Three-bedroom units favoured

Across the identified hotspots, upcoming developments typically offer a mix of unit configurations, ranging from smaller layouts to larger formats.

Heng notes that while supply in many locations has been skewed towards smaller, investor-focused units, there is growing demand for 3-bedroom configurations.

“Young families are increasingly choosing vertical living near transport and schools, with a preference for practical layouts,” she says.

This is reflected in several upcoming projects within the dataset.

In Bandar Baru Sri Petaling, Aster Hill Residences by UOA Development Bhd offers 3-bedroom layouts suited for family living. Along Old Klang Road, Radium Arena by Radium Development Bhd includes a mix of 2- and 3-bedroom units, including dual-key configurations.
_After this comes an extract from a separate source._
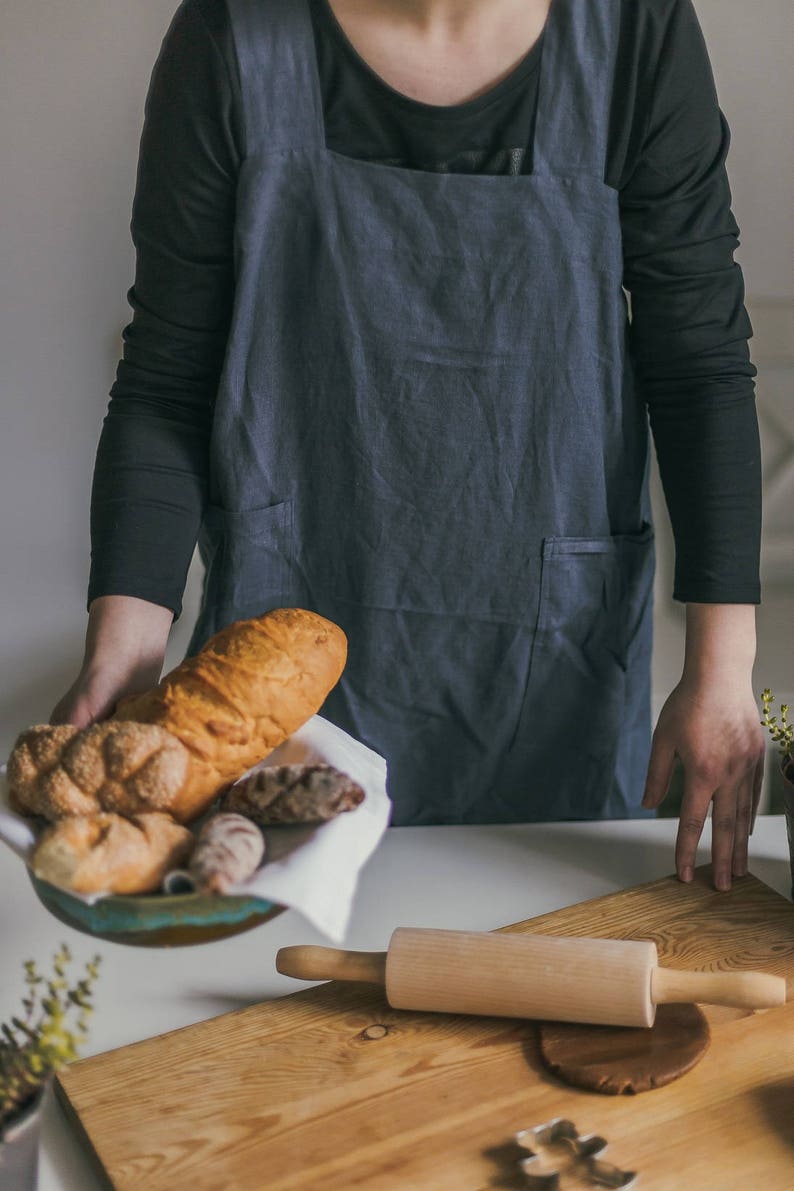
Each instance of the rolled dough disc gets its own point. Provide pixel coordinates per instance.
(623, 1060)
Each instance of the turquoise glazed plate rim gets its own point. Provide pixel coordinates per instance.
(167, 920)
In Damansara Perdana, D’Terra Residences @ Central Park Damansara by Exsim Development Sdn Bhd features 3- and 3+1-bedroom layouts. In Cyberjaya, Lakefront Residence (Phase 4) by Avaland Bhd also forms part of the broader pipeline offering larger-format units within a suburban growth corridor.
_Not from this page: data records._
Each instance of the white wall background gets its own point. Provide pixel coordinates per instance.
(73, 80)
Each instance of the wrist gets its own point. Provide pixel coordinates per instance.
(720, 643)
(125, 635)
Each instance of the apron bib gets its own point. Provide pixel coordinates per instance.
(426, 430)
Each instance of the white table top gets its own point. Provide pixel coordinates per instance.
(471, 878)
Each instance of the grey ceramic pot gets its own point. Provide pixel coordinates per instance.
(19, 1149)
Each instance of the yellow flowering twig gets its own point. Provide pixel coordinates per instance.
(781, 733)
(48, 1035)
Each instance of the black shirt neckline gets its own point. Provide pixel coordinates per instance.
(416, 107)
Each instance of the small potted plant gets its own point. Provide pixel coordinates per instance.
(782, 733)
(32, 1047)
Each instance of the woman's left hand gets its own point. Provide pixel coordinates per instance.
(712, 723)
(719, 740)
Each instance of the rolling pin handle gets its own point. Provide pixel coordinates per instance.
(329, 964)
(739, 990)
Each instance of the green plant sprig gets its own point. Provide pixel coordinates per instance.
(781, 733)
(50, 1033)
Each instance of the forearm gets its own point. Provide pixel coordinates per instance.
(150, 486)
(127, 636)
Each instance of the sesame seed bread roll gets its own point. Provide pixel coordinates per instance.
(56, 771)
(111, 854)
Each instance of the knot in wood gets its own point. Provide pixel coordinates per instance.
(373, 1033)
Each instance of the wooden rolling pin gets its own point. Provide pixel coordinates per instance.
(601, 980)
The availability of such layouts indicates how some developments are being positioned to meet the needs of upgraders who require more functional living space within high-rise environments.

Upgraders adjust to vertical living

As high-rise supply expands, upgrader behaviour is evolving in response to market conditions.

With landed homes in urban locations becoming increasingly difficult to access because of pricing constraints, some buyers are shifting towards high-rise developments that offer better location advantages and access to infrastructure.

According to Long, high-rise developments provide a more accessible entry point into homeownership because of their lower absolute prices compared to landed properties, particularly within urban areas where land is limited and costly.

This shift is observed among working professionals and families who prioritise proximity to workplaces and amenities, as well as among households seeking more manageable living arrangements within urban environments.

COST PRESSURES PUSH BUILDINGS UPWARDS

Land scarcity remains a fundamental constraint shaping development trends in urban areas.

JLL Malaysia managing director Jamie Tan explains that available land within Kuala Lumpur continues to diminish, while high costs in land acquisition and approval require developers to optimise land use through higher-density projects.

He adds that affordability also plays a role.

“For the M40 group, their budget is probably around RM500,000. In an urban setting, it is unlikely that a developer will be able to build landed homes to be sold at those prices,” he says.

Rising construction costs further influence development decisions, as lower-density projects may not generate sufficient returns to justify investment.

Henry Butcher Malaysia corporate real estate director Long Shi Chuen adds that scale is a key consideration in property development.

“The only practical way to increase unit numbers is to build upwards,” he says, noting that higher-density developments allow developers to maximise the number of units within planning constraints while optimising pricing strategies.

Looking ahead, Tan points out that besides focusing on developments that are well positioned in terms of location and pricing, there may also be opportunities to repurpose underutilised commercial buildings into residential units.